Des ministres musulmans unis à Istanbul
Les ministres des affaires étrangères de sept pays musulmans, à savoir la Turquie, l’Arabie saoudite, le Qatar, les Emirats arabes unis, la Jordanie, le Pakistan et l’Indonésie, se réunissent à Istanbul pour discuter de l’avenir de Gaza. La situation sur place demeure précaire, tant sur le plan sécure qu’humanitaire, malgré un cessez-le-feu instauré.Tout le monde espère qu’un dialogue constructif pourra aboutir à une période de paix durable.
Un contexte compliqué de conflits
Ce rassemblement fait suite à une rencontre avec Donald Trump à New York, où le président américain a proposé un plan pour mettre fin au conflit. Le 10 octobre, un cessez-le-feu fragile a été instauré après deux années de guerre ravageuse, déclenchée par une attaque du Hamas sur Israël. Les ministres espèrent désormais trouver des solutions viables pour éviter une escalade des violences.
Engagement turc vers la paix
Avant la réunion, le ministre turc des Affaires étrangères, Hakan Fidan, a rencontré des représentants du Hamas. Il a affirmé : « Nous devons mettre fin au massacre à Gaza. Un cessez-le-feu à lui seul ne suffit pas ». Fidan a également plaidé pour une solution à deux États, insistant sur le fait que Gaza doit être gouvernée par les Palestiniens.
Appels à l’aide humanitaire
Fidan souhaite aussi un renforcement de l’aide humanitaire afin de soulager la population de Gaza.
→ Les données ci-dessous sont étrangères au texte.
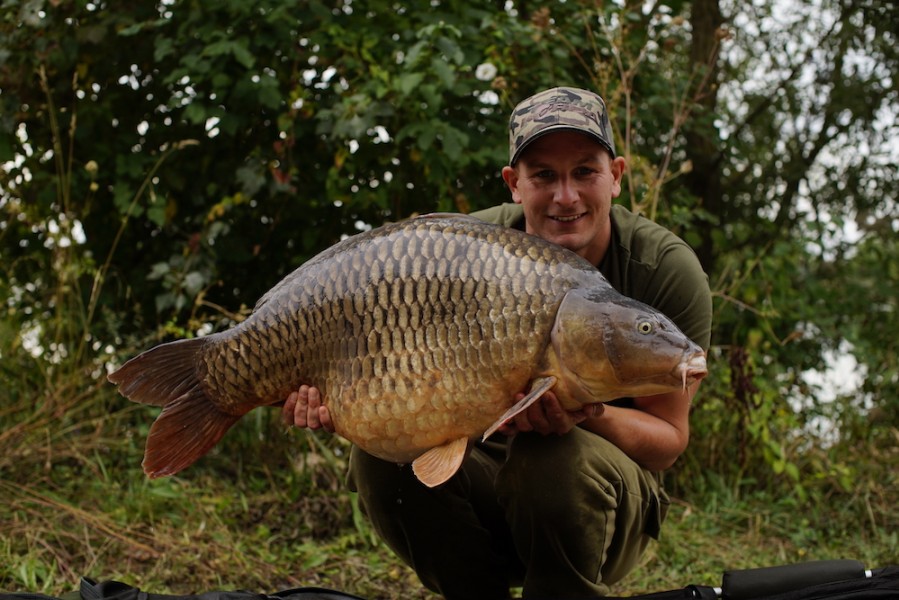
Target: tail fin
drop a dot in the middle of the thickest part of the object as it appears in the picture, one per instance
(190, 423)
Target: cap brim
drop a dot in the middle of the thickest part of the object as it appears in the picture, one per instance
(555, 128)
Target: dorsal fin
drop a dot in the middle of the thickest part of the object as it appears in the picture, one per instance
(439, 464)
(539, 386)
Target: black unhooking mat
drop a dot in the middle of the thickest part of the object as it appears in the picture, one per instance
(816, 580)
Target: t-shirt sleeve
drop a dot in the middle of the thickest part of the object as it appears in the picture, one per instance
(680, 289)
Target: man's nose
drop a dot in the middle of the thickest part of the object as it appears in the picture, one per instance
(565, 192)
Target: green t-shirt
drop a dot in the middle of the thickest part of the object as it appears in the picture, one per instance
(646, 262)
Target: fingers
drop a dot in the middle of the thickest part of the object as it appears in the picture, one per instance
(304, 408)
(287, 410)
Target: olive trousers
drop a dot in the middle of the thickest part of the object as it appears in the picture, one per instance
(561, 516)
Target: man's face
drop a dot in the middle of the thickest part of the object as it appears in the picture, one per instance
(565, 182)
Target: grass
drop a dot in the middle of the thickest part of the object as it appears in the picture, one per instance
(266, 511)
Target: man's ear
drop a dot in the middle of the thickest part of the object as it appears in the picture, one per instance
(510, 176)
(617, 167)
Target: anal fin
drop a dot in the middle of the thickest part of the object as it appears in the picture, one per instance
(439, 464)
(539, 387)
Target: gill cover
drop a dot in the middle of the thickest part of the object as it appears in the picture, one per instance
(610, 346)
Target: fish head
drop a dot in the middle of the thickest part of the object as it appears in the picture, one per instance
(609, 346)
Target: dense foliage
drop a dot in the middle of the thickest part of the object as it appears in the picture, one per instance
(163, 164)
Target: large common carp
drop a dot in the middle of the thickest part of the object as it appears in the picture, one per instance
(418, 334)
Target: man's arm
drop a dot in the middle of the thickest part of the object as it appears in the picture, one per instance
(653, 433)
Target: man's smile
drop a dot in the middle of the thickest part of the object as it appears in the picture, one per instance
(566, 218)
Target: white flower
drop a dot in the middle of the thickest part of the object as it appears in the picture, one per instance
(485, 72)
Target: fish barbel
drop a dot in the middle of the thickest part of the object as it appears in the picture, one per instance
(418, 334)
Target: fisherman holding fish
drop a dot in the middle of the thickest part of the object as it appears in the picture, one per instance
(561, 502)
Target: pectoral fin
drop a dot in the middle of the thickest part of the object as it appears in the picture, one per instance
(439, 464)
(538, 387)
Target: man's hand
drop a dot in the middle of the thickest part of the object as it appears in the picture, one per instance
(304, 408)
(546, 416)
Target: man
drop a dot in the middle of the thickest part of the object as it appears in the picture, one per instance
(562, 503)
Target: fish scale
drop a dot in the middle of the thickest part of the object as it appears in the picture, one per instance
(418, 334)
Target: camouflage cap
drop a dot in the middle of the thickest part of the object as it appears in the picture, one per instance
(559, 109)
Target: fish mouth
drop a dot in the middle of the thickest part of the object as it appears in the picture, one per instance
(693, 369)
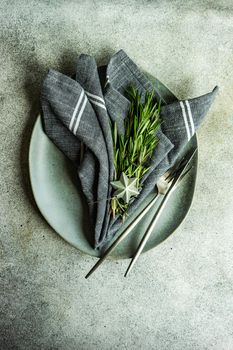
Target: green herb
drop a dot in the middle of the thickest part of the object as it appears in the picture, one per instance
(133, 150)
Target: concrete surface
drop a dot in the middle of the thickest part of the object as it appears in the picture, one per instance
(180, 295)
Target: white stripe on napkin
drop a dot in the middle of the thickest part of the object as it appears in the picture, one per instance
(95, 97)
(190, 117)
(185, 120)
(80, 115)
(75, 110)
(97, 103)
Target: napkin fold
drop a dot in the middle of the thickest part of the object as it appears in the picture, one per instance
(77, 113)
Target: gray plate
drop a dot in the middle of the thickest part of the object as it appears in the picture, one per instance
(59, 198)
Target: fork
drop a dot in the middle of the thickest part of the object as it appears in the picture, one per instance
(166, 185)
(162, 186)
(182, 170)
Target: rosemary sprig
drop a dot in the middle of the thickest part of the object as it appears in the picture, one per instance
(133, 150)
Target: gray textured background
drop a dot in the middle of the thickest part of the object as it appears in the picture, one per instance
(180, 295)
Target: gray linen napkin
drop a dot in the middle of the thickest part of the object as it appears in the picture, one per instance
(76, 113)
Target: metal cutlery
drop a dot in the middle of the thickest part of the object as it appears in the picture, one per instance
(166, 185)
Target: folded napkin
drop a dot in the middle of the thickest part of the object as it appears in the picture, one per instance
(76, 114)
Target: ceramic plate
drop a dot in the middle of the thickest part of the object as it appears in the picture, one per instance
(59, 197)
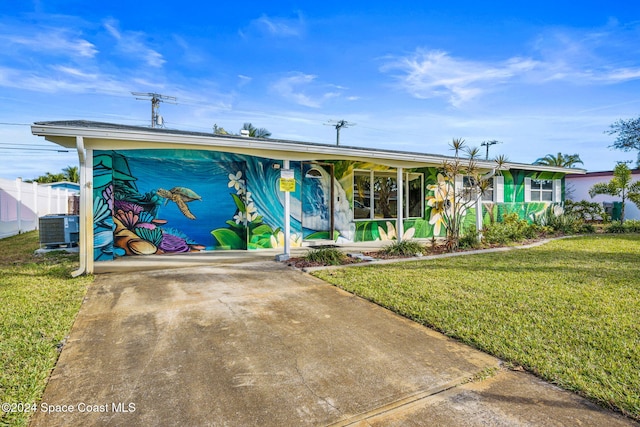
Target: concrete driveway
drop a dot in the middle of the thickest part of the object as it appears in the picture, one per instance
(260, 344)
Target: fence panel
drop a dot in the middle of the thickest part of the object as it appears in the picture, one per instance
(22, 203)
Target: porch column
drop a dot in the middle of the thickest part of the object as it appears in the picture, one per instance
(287, 221)
(400, 205)
(287, 218)
(479, 223)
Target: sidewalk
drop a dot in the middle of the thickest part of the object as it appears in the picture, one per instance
(255, 343)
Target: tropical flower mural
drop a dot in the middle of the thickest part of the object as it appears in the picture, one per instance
(441, 202)
(246, 228)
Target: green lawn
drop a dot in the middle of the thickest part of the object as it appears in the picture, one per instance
(568, 311)
(38, 303)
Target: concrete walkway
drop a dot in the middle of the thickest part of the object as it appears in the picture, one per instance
(254, 343)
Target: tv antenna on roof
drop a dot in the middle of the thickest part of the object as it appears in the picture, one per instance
(339, 125)
(489, 144)
(156, 99)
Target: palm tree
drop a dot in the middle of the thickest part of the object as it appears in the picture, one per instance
(256, 132)
(619, 186)
(560, 160)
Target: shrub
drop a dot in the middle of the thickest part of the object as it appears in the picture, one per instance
(326, 256)
(469, 239)
(585, 210)
(587, 228)
(615, 227)
(632, 226)
(404, 248)
(511, 229)
(559, 221)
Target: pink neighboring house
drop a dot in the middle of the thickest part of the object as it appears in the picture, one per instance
(578, 189)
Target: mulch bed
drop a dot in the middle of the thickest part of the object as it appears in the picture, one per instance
(301, 263)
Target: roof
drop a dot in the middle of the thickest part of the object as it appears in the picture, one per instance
(110, 136)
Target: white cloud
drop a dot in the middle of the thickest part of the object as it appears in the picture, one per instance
(244, 80)
(280, 27)
(52, 41)
(434, 73)
(303, 90)
(132, 44)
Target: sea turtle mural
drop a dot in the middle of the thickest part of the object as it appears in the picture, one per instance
(180, 196)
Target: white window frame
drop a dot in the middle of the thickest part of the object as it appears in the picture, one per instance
(556, 190)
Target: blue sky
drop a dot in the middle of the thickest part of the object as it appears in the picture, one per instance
(411, 76)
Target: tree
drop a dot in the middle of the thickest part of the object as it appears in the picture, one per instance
(71, 174)
(619, 186)
(256, 132)
(560, 160)
(459, 186)
(628, 136)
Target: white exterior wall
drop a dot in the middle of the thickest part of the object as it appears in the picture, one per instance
(579, 185)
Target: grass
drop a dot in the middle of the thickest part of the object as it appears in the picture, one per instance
(38, 303)
(567, 311)
(326, 256)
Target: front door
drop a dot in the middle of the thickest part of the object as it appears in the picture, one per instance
(317, 201)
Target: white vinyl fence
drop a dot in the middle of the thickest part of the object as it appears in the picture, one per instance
(22, 203)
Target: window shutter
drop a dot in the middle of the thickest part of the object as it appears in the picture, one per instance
(557, 190)
(498, 189)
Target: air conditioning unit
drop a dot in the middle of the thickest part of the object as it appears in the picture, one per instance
(57, 230)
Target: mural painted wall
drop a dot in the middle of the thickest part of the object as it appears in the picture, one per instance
(175, 201)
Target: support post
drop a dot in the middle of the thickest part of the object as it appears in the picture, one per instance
(400, 205)
(287, 221)
(479, 223)
(19, 203)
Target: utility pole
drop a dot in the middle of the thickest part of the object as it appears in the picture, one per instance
(489, 144)
(339, 125)
(156, 99)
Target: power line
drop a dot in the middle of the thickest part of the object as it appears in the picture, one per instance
(34, 149)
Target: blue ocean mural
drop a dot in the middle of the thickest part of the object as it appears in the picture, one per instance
(169, 201)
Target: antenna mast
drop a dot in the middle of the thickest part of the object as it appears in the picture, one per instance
(156, 99)
(489, 144)
(339, 125)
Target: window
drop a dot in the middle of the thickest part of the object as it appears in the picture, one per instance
(385, 196)
(470, 190)
(414, 200)
(542, 190)
(361, 195)
(375, 195)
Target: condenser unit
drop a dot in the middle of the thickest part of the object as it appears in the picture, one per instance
(58, 230)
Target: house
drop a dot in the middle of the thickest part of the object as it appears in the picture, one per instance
(153, 191)
(579, 185)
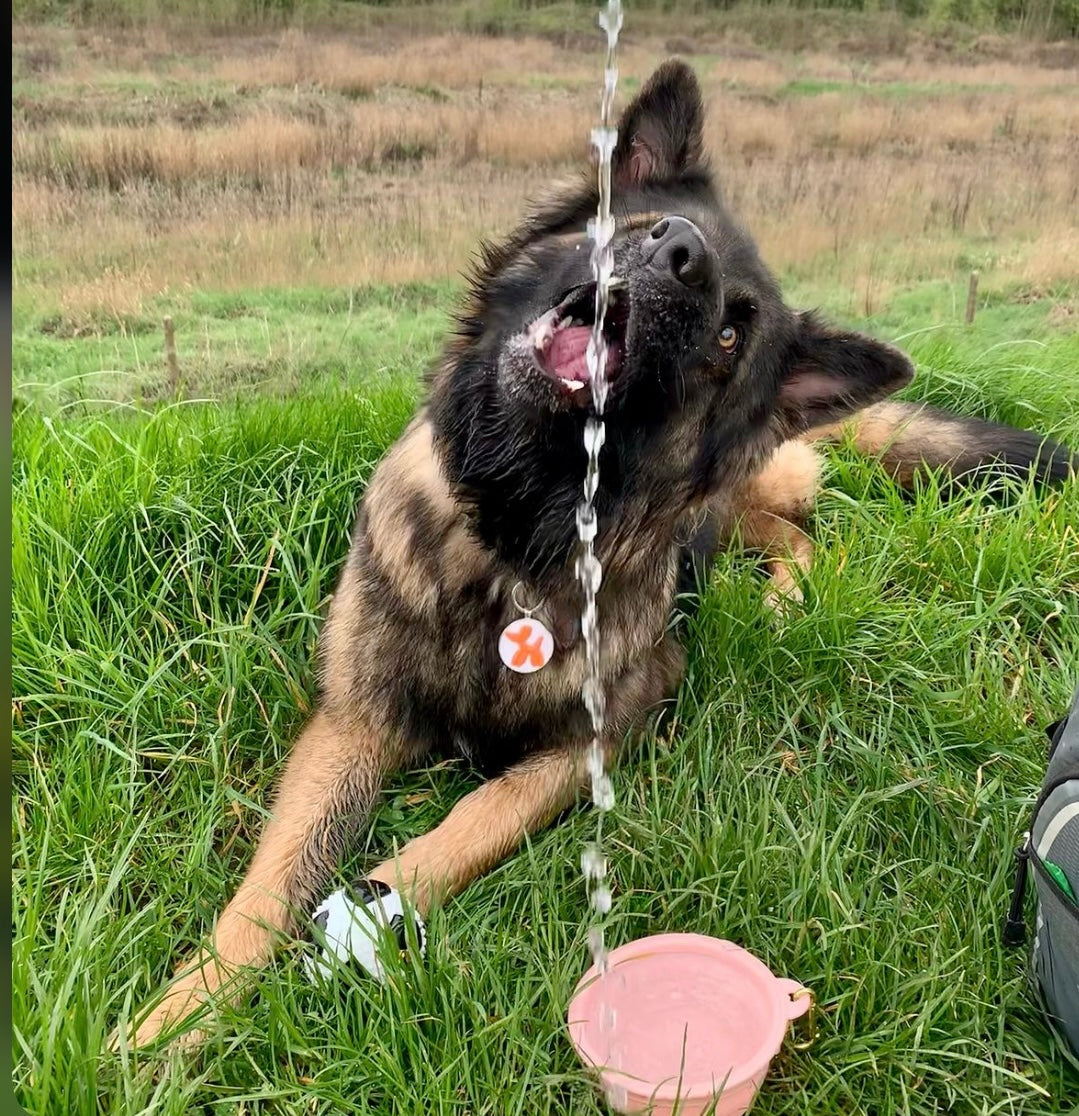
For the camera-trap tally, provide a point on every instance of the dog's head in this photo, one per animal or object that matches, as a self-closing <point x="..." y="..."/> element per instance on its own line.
<point x="707" y="367"/>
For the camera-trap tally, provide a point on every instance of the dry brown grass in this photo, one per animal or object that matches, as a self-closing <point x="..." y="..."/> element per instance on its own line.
<point x="290" y="159"/>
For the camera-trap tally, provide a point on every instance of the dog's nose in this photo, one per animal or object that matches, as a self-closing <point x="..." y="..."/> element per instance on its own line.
<point x="676" y="247"/>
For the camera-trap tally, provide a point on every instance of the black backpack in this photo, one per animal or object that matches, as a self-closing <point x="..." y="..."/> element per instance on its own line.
<point x="1052" y="847"/>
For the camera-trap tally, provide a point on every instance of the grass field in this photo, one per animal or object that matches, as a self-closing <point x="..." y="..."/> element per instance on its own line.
<point x="840" y="794"/>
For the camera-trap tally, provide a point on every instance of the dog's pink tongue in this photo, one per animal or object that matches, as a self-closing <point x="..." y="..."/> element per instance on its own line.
<point x="567" y="356"/>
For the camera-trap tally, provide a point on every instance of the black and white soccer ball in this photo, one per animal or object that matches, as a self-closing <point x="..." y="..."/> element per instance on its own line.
<point x="356" y="924"/>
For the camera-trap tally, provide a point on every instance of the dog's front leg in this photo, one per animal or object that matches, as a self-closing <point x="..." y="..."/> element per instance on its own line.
<point x="329" y="783"/>
<point x="485" y="826"/>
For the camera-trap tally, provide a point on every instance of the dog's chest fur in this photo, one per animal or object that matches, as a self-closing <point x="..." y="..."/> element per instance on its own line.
<point x="411" y="644"/>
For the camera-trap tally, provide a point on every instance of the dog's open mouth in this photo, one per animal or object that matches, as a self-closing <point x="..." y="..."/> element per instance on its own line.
<point x="560" y="337"/>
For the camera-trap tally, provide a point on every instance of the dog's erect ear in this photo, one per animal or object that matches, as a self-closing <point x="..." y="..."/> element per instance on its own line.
<point x="660" y="134"/>
<point x="834" y="373"/>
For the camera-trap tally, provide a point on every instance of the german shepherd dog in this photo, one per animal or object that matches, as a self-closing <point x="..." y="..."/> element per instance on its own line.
<point x="718" y="392"/>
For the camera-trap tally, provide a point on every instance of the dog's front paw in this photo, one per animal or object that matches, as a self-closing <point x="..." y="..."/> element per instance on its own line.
<point x="783" y="600"/>
<point x="186" y="997"/>
<point x="353" y="925"/>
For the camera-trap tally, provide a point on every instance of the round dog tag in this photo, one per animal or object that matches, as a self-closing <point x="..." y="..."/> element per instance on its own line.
<point x="526" y="645"/>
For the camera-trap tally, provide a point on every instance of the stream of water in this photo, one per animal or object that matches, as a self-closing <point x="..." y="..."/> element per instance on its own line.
<point x="589" y="569"/>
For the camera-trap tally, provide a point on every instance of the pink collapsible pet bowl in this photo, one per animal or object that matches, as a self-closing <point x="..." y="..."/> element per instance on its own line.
<point x="696" y="1022"/>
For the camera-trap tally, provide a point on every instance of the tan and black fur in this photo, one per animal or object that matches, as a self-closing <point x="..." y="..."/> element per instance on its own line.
<point x="719" y="392"/>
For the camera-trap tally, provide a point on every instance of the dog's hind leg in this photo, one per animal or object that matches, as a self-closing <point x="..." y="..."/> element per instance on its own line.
<point x="329" y="783"/>
<point x="774" y="502"/>
<point x="484" y="827"/>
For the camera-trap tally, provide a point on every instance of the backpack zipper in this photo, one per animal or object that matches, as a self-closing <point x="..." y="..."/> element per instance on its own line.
<point x="1014" y="930"/>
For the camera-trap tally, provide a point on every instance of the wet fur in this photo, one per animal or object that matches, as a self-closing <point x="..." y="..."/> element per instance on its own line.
<point x="477" y="501"/>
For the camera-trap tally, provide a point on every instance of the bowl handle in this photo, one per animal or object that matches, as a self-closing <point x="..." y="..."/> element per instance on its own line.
<point x="796" y="998"/>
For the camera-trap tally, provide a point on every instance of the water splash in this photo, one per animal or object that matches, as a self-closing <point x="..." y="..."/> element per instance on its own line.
<point x="589" y="569"/>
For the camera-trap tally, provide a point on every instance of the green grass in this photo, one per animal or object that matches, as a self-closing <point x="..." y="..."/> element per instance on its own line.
<point x="839" y="794"/>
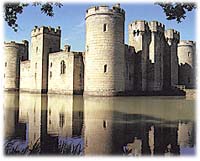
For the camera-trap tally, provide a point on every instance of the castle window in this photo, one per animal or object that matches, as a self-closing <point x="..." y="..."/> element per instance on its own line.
<point x="134" y="33"/>
<point x="62" y="67"/>
<point x="104" y="27"/>
<point x="61" y="120"/>
<point x="188" y="79"/>
<point x="138" y="32"/>
<point x="104" y="124"/>
<point x="105" y="68"/>
<point x="50" y="74"/>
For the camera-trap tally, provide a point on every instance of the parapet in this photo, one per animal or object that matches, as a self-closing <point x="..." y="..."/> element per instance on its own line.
<point x="67" y="48"/>
<point x="48" y="30"/>
<point x="186" y="43"/>
<point x="156" y="26"/>
<point x="104" y="9"/>
<point x="139" y="25"/>
<point x="15" y="44"/>
<point x="172" y="34"/>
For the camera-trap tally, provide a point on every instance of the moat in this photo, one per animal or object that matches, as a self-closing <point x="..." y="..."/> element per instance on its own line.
<point x="36" y="124"/>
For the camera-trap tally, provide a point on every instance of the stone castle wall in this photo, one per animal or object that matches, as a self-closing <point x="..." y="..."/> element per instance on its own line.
<point x="108" y="67"/>
<point x="104" y="57"/>
<point x="186" y="54"/>
<point x="173" y="37"/>
<point x="13" y="53"/>
<point x="139" y="37"/>
<point x="61" y="82"/>
<point x="129" y="68"/>
<point x="25" y="75"/>
<point x="44" y="40"/>
<point x="156" y="53"/>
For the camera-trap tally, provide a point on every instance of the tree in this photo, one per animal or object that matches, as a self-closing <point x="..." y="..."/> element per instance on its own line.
<point x="177" y="11"/>
<point x="12" y="10"/>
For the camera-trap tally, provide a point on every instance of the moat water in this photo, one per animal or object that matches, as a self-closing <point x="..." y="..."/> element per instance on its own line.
<point x="37" y="124"/>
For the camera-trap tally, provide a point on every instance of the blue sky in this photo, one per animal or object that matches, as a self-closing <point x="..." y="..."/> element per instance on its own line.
<point x="71" y="19"/>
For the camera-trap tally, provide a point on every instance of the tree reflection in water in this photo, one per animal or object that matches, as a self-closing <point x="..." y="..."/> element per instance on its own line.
<point x="76" y="125"/>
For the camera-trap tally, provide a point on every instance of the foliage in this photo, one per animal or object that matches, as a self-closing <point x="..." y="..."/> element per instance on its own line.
<point x="12" y="10"/>
<point x="176" y="11"/>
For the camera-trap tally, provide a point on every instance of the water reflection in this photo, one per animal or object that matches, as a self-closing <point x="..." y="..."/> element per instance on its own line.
<point x="73" y="125"/>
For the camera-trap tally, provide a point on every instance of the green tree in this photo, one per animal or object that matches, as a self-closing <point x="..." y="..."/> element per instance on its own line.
<point x="177" y="11"/>
<point x="12" y="10"/>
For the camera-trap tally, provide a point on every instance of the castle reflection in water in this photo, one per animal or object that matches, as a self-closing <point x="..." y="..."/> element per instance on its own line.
<point x="76" y="125"/>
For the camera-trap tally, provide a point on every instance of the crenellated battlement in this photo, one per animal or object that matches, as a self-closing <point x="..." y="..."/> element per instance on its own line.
<point x="104" y="9"/>
<point x="186" y="43"/>
<point x="15" y="44"/>
<point x="172" y="34"/>
<point x="48" y="30"/>
<point x="156" y="26"/>
<point x="139" y="25"/>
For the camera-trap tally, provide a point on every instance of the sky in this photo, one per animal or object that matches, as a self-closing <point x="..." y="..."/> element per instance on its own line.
<point x="71" y="19"/>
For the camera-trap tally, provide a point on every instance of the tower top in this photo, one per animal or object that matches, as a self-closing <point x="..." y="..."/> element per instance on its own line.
<point x="172" y="34"/>
<point x="46" y="30"/>
<point x="186" y="43"/>
<point x="105" y="10"/>
<point x="156" y="26"/>
<point x="139" y="25"/>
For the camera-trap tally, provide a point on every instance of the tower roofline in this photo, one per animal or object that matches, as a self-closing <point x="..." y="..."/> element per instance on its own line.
<point x="104" y="9"/>
<point x="44" y="29"/>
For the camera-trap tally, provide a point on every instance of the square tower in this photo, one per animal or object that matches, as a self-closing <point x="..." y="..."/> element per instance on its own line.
<point x="44" y="40"/>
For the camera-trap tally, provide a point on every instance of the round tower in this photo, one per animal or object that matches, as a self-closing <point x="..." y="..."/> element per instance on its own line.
<point x="172" y="37"/>
<point x="156" y="54"/>
<point x="104" y="57"/>
<point x="186" y="51"/>
<point x="13" y="52"/>
<point x="186" y="54"/>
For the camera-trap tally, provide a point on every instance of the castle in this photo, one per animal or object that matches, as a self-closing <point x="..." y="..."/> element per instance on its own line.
<point x="153" y="61"/>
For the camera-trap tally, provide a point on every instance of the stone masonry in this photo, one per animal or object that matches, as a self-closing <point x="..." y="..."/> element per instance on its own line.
<point x="153" y="61"/>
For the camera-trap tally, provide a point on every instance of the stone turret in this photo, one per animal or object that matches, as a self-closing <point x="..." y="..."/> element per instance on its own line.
<point x="104" y="57"/>
<point x="13" y="53"/>
<point x="172" y="37"/>
<point x="139" y="37"/>
<point x="44" y="40"/>
<point x="156" y="53"/>
<point x="186" y="52"/>
<point x="186" y="56"/>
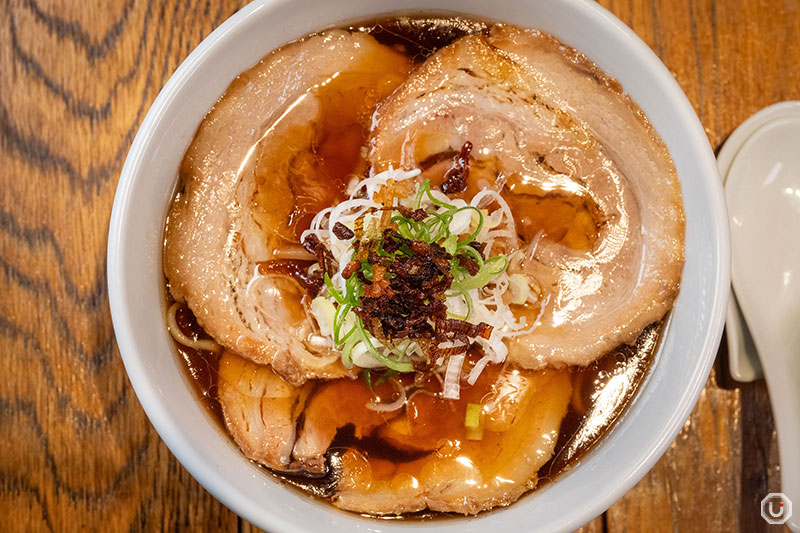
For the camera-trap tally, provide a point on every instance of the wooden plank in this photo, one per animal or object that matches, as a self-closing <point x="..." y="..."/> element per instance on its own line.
<point x="76" y="79"/>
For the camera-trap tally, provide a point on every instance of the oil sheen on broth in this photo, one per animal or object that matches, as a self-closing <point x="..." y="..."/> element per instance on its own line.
<point x="599" y="392"/>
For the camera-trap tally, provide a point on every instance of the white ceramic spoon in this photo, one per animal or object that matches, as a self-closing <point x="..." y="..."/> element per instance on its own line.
<point x="763" y="194"/>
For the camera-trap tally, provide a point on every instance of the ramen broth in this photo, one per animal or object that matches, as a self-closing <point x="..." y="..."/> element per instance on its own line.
<point x="600" y="392"/>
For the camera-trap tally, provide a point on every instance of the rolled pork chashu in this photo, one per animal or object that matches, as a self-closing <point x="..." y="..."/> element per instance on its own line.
<point x="543" y="118"/>
<point x="215" y="237"/>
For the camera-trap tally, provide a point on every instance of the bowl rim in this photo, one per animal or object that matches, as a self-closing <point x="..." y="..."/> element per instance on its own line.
<point x="185" y="449"/>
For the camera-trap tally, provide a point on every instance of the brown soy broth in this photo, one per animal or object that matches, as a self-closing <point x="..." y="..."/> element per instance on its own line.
<point x="201" y="365"/>
<point x="600" y="394"/>
<point x="393" y="445"/>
Son message est clair : le soutien international doit s’intensifier pour répondre aux besoins des victimes de ce conflit sans précédent.
Relations turco-israéliennes tendues
Les initiatives d’Ankara sont accueillies avec scepticisme par Israël, qui craint que la Turquie ne soit trop favorable au Hamas. Les autorités israéliennes ont exprimé leur opposition à la participation turque dans une éventuelle force internationale de stabilisation à Gaza, arguant que seuls des pays jugés « impartiaux » peuvent participer.
Défis humanitaires en attente
Un autre signe de cette méfiance : une équipe de secouristes turcs tente d’obtenir l’aval israélien pour entrer à Gaza et participer aux efforts de recherche des corps dans les décombres. Ce retard souligne les défis auxquels les opérations humanitaires font face dans une zone aussi conflictuelle.